Sales organizations that provide sellers with AI-enabled next best actions are 2.6x more likely to achieve commercial growth, according to a survey by Gartner, Inc., a business and technology insights company. The findings were presented at the Gartner CSO & Sales Leader Conference in Las Vegas. A survey of 227 chief sales officers (CSOs) conducted from August through September 2025 also found that organizations that prioritize upskilling sellers on AI are 2.4x more likely to achieve strong revenue growth. However, the finding also highlights a growing divide between the rapidly expanding capabilities of AI and sellers' ability to apply those capabilities effectively in day-to-day work.
Sales orgs using AI-enabled next best actions are 2.6x more likely to achieve commercial growth.
Upskilling sellers on AI makes organizations 2.4x more likely to achieve strong revenue growth.
Effective sales orgs are redesigning seller workflows, not just layering AI onto existing processes.
Gartner predicts that by 2027, 95% of sellers' research workflows will begin with AI, up from under 20% in 2024.
Human sellers outperform GenAI in helping buyers advance purchase steps, building confidence, understanding needs, and quantifying benefits.
Buying groups with low dysfunction are 13x more likely to report high-quality deals.
"The most effective sales organizations are not simply layering AI onto existing ways of working," said Greg Hessong, Senior Director Analyst in the Gartner Sales practice. "They are redesigning seller workflows so AI can support execution, recommendations and orchestration, while sellers focus their time on the moments where human judgment and customer value matter most."
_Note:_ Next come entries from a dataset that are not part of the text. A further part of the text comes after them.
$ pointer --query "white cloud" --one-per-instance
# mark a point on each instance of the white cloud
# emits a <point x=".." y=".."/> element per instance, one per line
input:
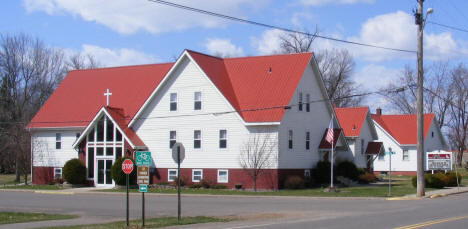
<point x="269" y="43"/>
<point x="116" y="57"/>
<point x="223" y="48"/>
<point x="324" y="2"/>
<point x="129" y="16"/>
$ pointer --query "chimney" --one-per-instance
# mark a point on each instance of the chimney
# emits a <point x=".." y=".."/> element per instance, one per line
<point x="378" y="111"/>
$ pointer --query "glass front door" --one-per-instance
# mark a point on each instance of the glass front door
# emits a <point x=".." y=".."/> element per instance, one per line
<point x="103" y="171"/>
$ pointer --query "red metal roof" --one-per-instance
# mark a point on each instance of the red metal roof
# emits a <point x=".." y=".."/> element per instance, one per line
<point x="403" y="127"/>
<point x="81" y="94"/>
<point x="324" y="144"/>
<point x="351" y="119"/>
<point x="247" y="83"/>
<point x="374" y="147"/>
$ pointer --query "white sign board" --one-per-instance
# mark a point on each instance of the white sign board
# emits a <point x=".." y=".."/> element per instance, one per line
<point x="439" y="160"/>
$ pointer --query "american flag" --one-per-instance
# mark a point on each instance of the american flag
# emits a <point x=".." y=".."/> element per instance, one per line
<point x="329" y="137"/>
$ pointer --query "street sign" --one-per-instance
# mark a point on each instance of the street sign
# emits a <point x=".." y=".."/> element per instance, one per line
<point x="143" y="188"/>
<point x="127" y="166"/>
<point x="143" y="175"/>
<point x="178" y="147"/>
<point x="143" y="158"/>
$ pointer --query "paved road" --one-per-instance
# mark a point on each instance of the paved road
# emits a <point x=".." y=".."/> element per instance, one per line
<point x="263" y="212"/>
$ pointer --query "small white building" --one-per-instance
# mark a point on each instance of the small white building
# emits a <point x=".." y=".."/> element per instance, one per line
<point x="361" y="136"/>
<point x="211" y="105"/>
<point x="399" y="133"/>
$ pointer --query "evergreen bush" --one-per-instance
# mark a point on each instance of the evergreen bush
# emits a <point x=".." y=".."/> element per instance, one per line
<point x="74" y="171"/>
<point x="119" y="176"/>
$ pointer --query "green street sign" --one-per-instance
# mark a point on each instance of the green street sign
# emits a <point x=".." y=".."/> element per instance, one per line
<point x="143" y="158"/>
<point x="143" y="188"/>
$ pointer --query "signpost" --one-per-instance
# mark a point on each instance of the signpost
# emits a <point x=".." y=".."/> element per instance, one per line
<point x="178" y="154"/>
<point x="143" y="161"/>
<point x="127" y="168"/>
<point x="390" y="171"/>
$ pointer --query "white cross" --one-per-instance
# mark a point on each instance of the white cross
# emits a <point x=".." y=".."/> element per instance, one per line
<point x="107" y="94"/>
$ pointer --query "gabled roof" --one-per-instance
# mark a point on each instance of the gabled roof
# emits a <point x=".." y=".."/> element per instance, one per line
<point x="81" y="94"/>
<point x="351" y="119"/>
<point x="246" y="83"/>
<point x="403" y="127"/>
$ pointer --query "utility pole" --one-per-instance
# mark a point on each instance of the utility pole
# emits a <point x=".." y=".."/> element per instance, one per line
<point x="419" y="110"/>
AI-enabled growth depends not only on technology adoption but also on redesigning sales roles around how work gets done. Sales leaders should redesign roles for an AI-driven environment, align those roles to AI-augmented workflows and prepare future roles to orchestrate AI agents. The need for that shift is becoming more urgent: Gartner predicts that by 2027, 95% of sellers' research workflows will begin with AI, up from less than 20% in 2024.
Buyer data also clarifies where human sellers still outperform GenAI. A survey of 645 B2B buyers conducted from August through September 2025 found that buyers were:
28 percentage points more likely to say a sales rep helped them advance to the next step in the purchase process than GenAI
32 percentage points more likely to say a rep made them feel confident in the purchase decision
39 percentage points more likely to say a rep understood their needs
21 percentage points more likely to say a rep helped quantify the benefits for their organization
Buyers who spent more time with supplier reps reported the lowest levels of dysfunction, and buying groups with low dysfunction were 13x more likely to report high-quality deals.
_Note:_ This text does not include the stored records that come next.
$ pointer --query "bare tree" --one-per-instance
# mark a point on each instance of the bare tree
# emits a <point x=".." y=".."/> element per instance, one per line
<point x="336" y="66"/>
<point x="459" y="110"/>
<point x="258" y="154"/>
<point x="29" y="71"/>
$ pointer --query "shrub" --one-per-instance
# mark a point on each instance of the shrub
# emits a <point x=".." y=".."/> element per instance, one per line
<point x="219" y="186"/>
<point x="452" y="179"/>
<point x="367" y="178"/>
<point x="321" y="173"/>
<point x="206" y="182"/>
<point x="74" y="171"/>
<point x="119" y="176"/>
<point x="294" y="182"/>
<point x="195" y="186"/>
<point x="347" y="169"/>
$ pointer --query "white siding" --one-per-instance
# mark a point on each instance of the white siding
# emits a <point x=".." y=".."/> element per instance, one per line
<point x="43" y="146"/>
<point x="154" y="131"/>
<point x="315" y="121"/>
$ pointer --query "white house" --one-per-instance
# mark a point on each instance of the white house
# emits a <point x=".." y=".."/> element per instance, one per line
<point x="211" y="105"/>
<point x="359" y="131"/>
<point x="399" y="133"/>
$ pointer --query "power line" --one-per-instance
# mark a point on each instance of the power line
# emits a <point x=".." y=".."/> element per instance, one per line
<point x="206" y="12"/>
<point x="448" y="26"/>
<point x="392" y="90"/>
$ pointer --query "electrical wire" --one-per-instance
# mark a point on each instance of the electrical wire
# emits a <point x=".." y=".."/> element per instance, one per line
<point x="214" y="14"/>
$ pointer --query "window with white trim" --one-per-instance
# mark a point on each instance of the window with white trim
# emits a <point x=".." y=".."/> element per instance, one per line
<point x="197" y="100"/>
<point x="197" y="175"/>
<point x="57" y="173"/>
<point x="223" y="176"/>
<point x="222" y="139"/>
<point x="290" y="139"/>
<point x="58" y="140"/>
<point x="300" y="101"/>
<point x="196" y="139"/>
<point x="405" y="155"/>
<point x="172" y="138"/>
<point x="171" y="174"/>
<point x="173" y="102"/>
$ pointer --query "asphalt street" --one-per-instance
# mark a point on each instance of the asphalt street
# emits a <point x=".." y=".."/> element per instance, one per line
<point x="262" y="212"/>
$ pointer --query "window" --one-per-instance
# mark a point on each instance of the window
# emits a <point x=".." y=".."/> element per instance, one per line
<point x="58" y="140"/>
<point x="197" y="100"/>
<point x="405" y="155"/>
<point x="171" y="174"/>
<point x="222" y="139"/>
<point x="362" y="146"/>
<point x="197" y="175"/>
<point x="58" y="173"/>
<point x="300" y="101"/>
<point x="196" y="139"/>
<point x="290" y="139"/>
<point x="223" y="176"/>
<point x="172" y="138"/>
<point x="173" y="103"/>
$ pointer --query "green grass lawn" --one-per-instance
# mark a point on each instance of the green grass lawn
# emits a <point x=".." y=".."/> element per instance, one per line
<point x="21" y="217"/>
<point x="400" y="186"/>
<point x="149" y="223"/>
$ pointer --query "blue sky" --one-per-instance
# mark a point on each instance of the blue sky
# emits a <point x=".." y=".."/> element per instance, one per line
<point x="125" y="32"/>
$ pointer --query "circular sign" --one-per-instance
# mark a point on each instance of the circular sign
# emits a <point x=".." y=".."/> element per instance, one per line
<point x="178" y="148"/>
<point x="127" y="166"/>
AI is well suited to activities such as account research, personalized messaging, signal monitoring and next best actions, while sellers remain differentiated in empathy, judgment, contextual understanding and value framing.
"Sales leaders who win with AI will not ask sellers to do everything they did before, just faster," advised Hessong. "They will build AI-augmented roles that give sellers more capacity to help customers realize value, advance decisions and achieve better outcomes."